Затем идет рассказ о судьбе Энсона — человека очень богатого, который к тридцати годам становится стариком. У него нет семьи, хотя он никогда не был нелюдимым и много раз собирался жениться. Он жесток по отношению к женщинам, с которыми близок, его жестокость порождена его богатством, ощущением того, что ему все позволено, и полным пренебрежением к человеческим, гуманным сторонам жизни. Он вмешивается в жизнь своей тетки, когда узнает, что она изменяет его дяде, — он читает нотацию женщине, которая старше его, и ее любовнику. После этого разговора любовник кончает жизнь самоубийством, а через некоторое время умирает и тетка. Энсон «никогда не винил себя за свое участие в этом деле. Ситуация, которая вызвала его, была создана не им. Но правые страдают с неправыми» [11]. Став причиной гибели двух человек, он продолжает считать себя подлинным устоем общества.
Богатство обеспечило Энсону положение в высшем свете и в мире бизнеса, но вместе с тем в нем есть червоточина, которая губит его, делает его человеком бессодержательным. У него «совсем не было того качества, — отмечает Фицджеральд, — которое по-разному называют — то „идеализмом“, то „иллюзиями“. Энсон принимал безоговорочно мир больших финансов и экстравагантностсй, разводов и развлечений, снобизма и привилегий. Большинство наших жизней кончается компромиссом — компромиссом началась его жизнь» [12].
Этот компромисс с жизнью и с человеческой совестью и есть та червоточина в характере Энсона, которая губит в нем человека. Его компромисс с жизнью достигается за счет человечности. Энсону кажется, что деньги могут все, что они дают ему чувство превосходства над людьми. Для Фицджеральда это чувство равнозначно враждебности к человеку, к человеческому. Богатый парень Энсон для Фицджеральда — человек другой социальной породы, другого и глубоко чуждого ему класса.

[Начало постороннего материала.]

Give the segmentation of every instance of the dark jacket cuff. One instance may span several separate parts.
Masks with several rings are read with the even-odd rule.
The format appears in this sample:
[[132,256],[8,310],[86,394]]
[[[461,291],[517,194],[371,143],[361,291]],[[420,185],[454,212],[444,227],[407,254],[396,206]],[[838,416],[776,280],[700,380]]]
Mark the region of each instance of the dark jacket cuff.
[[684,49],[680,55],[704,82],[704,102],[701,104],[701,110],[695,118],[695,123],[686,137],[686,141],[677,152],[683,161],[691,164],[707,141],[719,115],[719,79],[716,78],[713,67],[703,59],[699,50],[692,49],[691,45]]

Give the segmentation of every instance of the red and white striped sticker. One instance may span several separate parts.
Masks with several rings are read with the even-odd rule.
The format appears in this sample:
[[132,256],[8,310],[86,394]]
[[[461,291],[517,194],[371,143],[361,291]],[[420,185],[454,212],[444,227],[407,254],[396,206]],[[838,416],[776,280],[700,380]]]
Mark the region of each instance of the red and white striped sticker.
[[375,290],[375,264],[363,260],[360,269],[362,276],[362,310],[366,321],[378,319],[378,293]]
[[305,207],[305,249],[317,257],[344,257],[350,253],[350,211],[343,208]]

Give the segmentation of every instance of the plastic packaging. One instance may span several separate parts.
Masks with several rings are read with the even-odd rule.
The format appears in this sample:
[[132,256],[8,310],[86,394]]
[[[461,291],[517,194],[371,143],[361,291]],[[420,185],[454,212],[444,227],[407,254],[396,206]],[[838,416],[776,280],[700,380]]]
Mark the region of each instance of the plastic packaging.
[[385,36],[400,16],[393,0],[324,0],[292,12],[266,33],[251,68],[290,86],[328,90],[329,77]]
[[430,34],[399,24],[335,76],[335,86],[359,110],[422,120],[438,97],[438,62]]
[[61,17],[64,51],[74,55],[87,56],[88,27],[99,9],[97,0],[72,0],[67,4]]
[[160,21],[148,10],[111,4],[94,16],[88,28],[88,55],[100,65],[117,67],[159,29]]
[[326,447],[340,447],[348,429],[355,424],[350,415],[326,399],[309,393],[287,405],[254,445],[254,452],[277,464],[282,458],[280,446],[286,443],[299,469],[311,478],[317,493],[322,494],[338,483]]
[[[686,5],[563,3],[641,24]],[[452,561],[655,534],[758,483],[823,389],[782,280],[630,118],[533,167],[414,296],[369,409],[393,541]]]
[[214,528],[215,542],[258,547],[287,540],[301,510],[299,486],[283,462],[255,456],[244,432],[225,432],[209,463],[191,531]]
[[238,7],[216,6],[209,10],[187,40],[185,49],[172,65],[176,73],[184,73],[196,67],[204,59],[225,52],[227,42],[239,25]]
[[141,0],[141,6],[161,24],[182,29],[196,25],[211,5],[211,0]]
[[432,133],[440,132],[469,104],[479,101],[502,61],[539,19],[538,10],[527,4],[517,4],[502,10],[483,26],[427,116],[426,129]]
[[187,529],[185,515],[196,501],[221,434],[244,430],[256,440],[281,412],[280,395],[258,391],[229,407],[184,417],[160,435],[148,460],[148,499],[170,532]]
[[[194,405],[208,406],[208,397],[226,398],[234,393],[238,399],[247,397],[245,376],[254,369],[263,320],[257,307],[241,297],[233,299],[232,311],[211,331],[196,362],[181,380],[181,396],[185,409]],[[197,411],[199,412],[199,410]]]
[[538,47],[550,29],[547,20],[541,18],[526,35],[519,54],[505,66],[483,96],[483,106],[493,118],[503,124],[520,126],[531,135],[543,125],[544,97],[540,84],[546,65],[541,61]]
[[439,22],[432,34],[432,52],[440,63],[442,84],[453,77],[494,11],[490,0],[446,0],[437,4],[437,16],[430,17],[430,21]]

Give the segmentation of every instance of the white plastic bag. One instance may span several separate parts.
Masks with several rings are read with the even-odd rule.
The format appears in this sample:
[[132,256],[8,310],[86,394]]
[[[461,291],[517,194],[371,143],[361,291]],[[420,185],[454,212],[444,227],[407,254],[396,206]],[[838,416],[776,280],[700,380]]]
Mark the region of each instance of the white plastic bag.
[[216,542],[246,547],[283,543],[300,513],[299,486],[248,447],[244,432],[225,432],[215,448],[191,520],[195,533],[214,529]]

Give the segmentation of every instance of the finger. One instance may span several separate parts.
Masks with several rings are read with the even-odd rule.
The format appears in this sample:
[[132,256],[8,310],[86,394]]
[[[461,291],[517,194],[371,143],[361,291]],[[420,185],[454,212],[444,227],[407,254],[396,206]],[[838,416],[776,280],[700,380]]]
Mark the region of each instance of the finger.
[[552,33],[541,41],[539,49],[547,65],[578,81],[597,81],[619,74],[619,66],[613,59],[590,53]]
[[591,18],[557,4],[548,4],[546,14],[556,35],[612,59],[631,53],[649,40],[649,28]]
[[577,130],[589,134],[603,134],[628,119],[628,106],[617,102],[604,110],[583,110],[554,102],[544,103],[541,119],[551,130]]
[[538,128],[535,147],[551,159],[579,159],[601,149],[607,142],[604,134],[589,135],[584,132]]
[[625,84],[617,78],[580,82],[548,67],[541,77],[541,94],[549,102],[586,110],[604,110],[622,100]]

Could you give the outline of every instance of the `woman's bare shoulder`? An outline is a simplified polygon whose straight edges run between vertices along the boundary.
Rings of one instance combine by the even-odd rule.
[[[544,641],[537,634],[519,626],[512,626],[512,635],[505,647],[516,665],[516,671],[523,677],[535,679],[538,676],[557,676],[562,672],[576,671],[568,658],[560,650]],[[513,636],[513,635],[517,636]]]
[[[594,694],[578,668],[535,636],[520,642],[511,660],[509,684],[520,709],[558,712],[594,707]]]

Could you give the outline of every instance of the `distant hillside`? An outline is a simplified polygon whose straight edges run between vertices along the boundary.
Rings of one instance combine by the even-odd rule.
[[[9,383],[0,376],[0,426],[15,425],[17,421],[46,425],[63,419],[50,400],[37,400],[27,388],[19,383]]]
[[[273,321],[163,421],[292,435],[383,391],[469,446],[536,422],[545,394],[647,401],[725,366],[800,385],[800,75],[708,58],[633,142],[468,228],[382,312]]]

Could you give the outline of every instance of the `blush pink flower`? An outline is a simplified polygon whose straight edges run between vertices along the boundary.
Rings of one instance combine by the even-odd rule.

Для Фицджеральда категория богатства не была чисто экономической категорией, и это правильно подметил Хемингуэй. В рассказе «Снега Килиманджаро» писатель Гарри вспоминает о Фицджеральде: «Богатые — скучный народ, все они слишком много пьют или слишком много играют в трнк-трак. Скучные и все на один лад. Он вспомнил беднягу Скотта Фицджеральда, и его восторженное благоговение перед ними, и как он написал однажды рассказ, который начинался так: „Богатые не похожи на нас с вами“. И кто-то сказал Фицджеральду: „Правильно, у них денег больше“. По Фицджеральд не понял шутки. Он считал их особой расой, окутанной дымкой таинственности, и когда он убедился, что они совсем не такие, это согнуло его больше, чем что-либо другое» [13].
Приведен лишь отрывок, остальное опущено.